-I-17

59 13 4
                                    

"DIA belum bangun juga?" Suara yang hangat dan penuh kekhawatiran.

"Tidur selama dua puluh jam. Apa Ayah pikir dia sedang baik-baik saja ketika tidur selama itu?" Suara berbeda, yang seharusnya aku kenal seperti telapak tanganku sendiri.

"Kalau saja kau menghentikannya..." Nada frustasi dan penuh penyesalan kental terdengar di dalamnya.

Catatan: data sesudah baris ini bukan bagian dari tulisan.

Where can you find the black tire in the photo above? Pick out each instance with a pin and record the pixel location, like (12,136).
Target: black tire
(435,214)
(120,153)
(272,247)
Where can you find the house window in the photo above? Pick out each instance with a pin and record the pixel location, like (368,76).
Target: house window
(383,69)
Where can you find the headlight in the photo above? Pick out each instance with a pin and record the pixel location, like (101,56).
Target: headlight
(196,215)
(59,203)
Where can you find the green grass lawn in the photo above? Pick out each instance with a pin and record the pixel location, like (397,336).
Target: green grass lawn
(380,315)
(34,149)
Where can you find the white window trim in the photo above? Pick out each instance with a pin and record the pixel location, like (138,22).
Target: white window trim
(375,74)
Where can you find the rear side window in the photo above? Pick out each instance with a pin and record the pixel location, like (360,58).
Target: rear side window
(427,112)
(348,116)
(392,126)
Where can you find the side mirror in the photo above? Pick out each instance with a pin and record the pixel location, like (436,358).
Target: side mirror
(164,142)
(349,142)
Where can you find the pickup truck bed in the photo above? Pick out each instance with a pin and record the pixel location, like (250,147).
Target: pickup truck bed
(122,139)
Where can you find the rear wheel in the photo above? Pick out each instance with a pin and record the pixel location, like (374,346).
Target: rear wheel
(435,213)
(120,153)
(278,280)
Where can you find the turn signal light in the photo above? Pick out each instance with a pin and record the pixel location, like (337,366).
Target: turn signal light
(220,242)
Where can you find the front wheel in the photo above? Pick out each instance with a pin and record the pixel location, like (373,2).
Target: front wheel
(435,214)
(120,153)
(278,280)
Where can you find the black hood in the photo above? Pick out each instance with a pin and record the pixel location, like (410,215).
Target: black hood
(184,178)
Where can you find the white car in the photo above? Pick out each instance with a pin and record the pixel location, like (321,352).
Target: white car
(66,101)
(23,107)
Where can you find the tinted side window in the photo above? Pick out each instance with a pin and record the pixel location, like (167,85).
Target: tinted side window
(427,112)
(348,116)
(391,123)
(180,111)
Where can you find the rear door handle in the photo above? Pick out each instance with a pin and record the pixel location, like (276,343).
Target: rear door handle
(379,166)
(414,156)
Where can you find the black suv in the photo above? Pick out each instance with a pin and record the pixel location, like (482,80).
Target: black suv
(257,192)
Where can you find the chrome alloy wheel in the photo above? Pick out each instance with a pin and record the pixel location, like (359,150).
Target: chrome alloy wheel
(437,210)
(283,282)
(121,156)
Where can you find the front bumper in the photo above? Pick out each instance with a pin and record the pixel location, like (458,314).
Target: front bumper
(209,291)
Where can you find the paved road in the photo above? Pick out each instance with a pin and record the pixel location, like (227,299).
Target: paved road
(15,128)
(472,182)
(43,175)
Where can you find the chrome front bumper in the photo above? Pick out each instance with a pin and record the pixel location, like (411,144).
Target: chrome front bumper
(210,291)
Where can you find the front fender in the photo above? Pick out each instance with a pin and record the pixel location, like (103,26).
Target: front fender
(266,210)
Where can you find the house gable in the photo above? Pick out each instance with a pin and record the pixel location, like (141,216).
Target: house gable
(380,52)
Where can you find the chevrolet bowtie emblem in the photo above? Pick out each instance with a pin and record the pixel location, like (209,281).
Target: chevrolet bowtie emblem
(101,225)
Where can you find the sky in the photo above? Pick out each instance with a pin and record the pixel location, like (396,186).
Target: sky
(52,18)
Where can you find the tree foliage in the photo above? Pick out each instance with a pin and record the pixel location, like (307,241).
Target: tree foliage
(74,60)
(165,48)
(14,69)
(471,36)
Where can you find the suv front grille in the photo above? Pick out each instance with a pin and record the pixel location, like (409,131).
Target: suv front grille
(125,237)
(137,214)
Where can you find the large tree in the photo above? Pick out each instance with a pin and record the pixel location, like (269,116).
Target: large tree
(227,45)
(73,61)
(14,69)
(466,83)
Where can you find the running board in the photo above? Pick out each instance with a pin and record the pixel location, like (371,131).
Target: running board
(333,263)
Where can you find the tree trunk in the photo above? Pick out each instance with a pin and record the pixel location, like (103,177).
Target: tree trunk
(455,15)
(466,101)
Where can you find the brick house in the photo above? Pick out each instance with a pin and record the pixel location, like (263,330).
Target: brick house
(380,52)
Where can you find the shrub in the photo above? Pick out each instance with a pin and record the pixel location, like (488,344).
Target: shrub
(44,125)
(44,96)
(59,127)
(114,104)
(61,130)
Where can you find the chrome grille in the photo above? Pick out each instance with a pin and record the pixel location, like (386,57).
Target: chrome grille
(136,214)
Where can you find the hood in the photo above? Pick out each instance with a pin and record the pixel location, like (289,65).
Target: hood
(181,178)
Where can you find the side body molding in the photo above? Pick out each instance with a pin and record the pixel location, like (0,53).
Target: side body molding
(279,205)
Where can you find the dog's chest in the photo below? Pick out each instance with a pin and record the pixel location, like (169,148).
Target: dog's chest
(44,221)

"Kalau aku tahu caranya, akan aku lakukan!" Ya, aku mengenal suara serak ketika berteriak itu.

"Nathan! Jaga nada bicaramu pada ayahmu." Nada memerintah, menakutkan sekaligus menenangkan. Bibi.

"Satu-satunya cara menghentikan penglihatannya hanya membuatnya pingsan, atau ia menariknya sendiri." Nathan.

Perlahan, aku mulai setengah tersadar, indra penglihatanku mulai menangkap sebuah cahaya . Aku juga mendengar seseorang berkata, "Kelopak matanya bergerak."

"Nathalia..." gumam seseorang, dengan lirih.

Aku juga mencoba menggerakkan kepalaku untuk melihat ke sumber suara, tapi terasa berat, seolah tubuhku sangat kaku atau memiliki beban tambahan yang beratnya melebihi batasku. Mataku akhirnya bisa terbuka, meskipun rasanya seperti ada banyak sekali butiran pasir yang mengganjal. Penglihatanku masih buram. Masih menyesuaikan cahaya yang ditangkapnya.

"Nona Muda..." gumam seseorang yang lain.

Mataku mulai bisa melihat satu per satu orang di sekitar. Bibi sangat dekat di sisi kanan, memegangi lenganku. Lalu Ayah di sisi kiri, Nathan duduk di sebelahnya.

"Jangan pernah lakukan itu lagi," tukas Nathan. Dia jarang memperlihatkan ekspresi khawatirnya seperti ini. Itu sebabnya aku sedikit tersenyum.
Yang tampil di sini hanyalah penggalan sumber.